Army Urged to Pursue a Refund From Northrop -- Four Years Ago

(Bloomberg) -- More than four years ago, the Pentagon’s watchdog warned that Northrop Grumman Corp. may need to refund as much as $101 million for improper labor charges on a project to combat the narcotics trade that supports terrorism. The Army still hasn’t completed its assessment.

The unresolved dispute is a case study of the obstacles to making defense dollars stretch further by tackling alleged “waste, fraud and abuse,” as presidents from Ronald Reagan to Donald Trump have promised to do.

The Defense Department’s inspector general alerted the Army in a May 2014 audit that workers from DynCorp International used by Northrop on a Counter Narco-Terrorism Technology Program lacked qualifications. It concluded that Northrop Grumman “did not properly charge labor rates” for work performed for almost six years through March 2013. Army records show Northrop retained the contract through 2016 and received at least $681 million.

The support contract that spawned the dispute called for providing “critical equipment, material and services” for Army counternarcotics efforts. Northrop subcontracted to DynCorp for spare parts, maintenance and training for Afghan Army and Ministry of Counternarcotics efforts.

Illustrating the complexities of acting on such findings, the Army Contracting Command says its review was delayed until December 2016 by a Justice Department investigation that didn’t result in criminal or civil charges.

Continuing Review

The Army then began a separate administrative review that continues with no end in sight. “We must complete our analyses before we can determine if Northrop Grumman owes any refund,” command spokesman Ed Worley said in an email.

The command requested additional data from Northrop and in December 2017 asked for an audit from the Defense Contract Audit Agency.

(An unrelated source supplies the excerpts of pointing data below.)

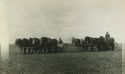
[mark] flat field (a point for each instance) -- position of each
(74, 62)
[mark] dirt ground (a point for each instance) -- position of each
(103, 62)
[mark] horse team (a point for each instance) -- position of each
(48, 45)
(36, 45)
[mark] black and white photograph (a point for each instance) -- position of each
(62, 36)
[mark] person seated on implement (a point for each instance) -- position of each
(60, 43)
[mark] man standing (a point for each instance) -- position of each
(60, 43)
(107, 36)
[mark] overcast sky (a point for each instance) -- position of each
(65, 18)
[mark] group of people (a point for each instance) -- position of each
(39, 45)
(90, 43)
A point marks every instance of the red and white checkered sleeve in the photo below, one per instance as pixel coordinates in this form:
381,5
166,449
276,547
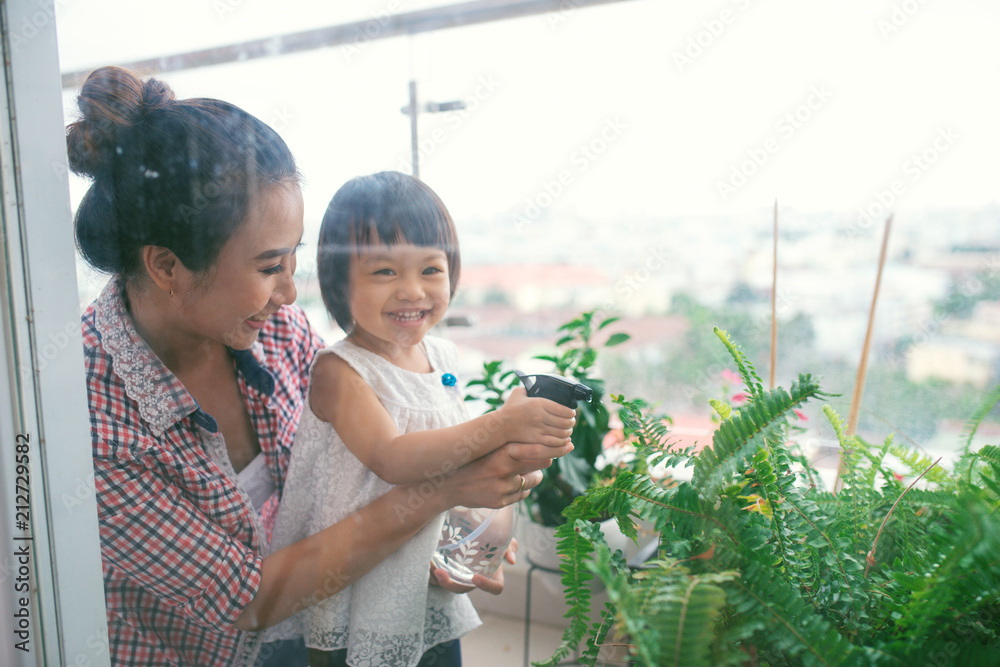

Northrop turned over thousands of gigabytes of data, which the Army is reviewing. The service told the inspector general that “due to the magnitude of the data being reviewed,” command personnel “did not have a projected completion date,” the watchdog office said in a recent status report.

Tim Paynter, a spokesman for Falls Church, Virginia-based Northrop Grumman, declined to comment. Mary Lawrence, a spokeswoman for DynCorp International, which is now owned by private equity firm Cerberus Capital Management LP, said in an email that “we are not allowed to comment” on the contract dispute.

From October 2007 through March 2013, Northrop Grumman officials submitted labor charges of almost $153.6 million for 493 DynCorp employees. The inspector general recommended that the Army review the eligibility of 360 of 460 employees to determine if they met the labor qualifications and to verify the resumes for the remaining 33 employees after Northrop couldn’t provide them.

Relying on Northrop

Army contracting officers “did not verify contractor employees met minimum qualifications because they relied on Northrop Grumman” to do this, according to the audit.

In one example cited, Northrop Grumman identified a DynCorp employee as a program manager and billed 5,729 hours over 18 months totaling almost $1.2 million.

“However, the DynCorp employee did not meet the labor qualifications specified in the contract because he did not have a bachelor’s degree” and wasn’t qualified to be a program manager, the inspector general said.

In a phrase invoking the familiar presidential exhortation on how to save defense dollars, the inspector general said in the status report that it’s “imperative for DoD contracting officers to validate that contractors and subcontractor’s employees are qualified to accomplish the required work in an effort to avoid waste and abuse of government funds.”